By evaluating $f$ and $g$ at $z=\pi$ we get Euler's celebrated identity.

The proof is perfectly fine - but it is not really different from proving $f\equiv g$ by comparing their Taylor series, if we consider that Frobenius' power-series method is the most natural way for solving some ODEs. The same situation happens in a discrete setting, for instance. We may prove that:

$$ F_n = \sum_{0\leq k \leq \frac{n-1}{2}}\binom{n-1-k}{k} $$ holds by exploiting the binomial theorem, or by proving that both the LHS and the RHS satisfy the same recurrence relation with the same initial conditions.

Solution 2:

This is not a proof of Euler's discovery, but of something much weaker.

What Euler noticed is that there is a connection between the exponential function and the trigonometric functions. Your proof only shows that solutions to $F'(t)=iF(t)$ (for real $t$) are equivalent to uniform circular motion in the complex plane.
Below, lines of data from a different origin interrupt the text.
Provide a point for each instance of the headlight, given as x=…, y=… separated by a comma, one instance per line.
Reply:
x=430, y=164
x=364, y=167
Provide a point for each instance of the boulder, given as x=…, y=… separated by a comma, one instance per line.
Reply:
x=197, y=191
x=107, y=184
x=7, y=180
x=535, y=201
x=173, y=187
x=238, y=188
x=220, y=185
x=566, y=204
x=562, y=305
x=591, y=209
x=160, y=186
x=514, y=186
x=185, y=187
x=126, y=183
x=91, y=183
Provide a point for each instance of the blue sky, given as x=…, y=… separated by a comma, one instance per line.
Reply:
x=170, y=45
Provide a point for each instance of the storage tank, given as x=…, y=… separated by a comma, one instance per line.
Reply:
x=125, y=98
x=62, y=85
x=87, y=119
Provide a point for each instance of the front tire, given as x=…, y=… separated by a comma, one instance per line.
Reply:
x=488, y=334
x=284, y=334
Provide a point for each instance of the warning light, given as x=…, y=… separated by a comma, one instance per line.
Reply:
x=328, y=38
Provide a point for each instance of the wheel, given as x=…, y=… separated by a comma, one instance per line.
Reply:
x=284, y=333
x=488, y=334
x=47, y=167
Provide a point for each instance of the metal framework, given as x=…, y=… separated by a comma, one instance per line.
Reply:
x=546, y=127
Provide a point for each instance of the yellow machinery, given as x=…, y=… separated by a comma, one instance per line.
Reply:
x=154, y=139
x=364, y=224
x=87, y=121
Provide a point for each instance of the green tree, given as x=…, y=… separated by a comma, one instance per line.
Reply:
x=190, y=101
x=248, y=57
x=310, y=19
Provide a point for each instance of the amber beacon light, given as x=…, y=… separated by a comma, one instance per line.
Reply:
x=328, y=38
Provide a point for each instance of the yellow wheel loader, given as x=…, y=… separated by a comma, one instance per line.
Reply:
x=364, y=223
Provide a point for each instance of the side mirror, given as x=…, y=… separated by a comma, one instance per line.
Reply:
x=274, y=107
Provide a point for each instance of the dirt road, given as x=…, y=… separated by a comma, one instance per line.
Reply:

This suggests some formal relation of $F(t)$ to exponentials, but it does not:

• give a construction of $F(t)$ independent of circular motion;
• show that $F(ix)$ exists for real $x$
• show that $F(-ix)$, for real $x$, equals the function we know as $e^x$.

Those (or their equivalents) are the earth-shaking facts that Euler uncovered and the reason his formula is celebrated.

Starting from a more advanced formalism (such as power series) where $e^z$ is defined for both real and imaginary $z$ then an argument like this one might reproduce Euler's finding.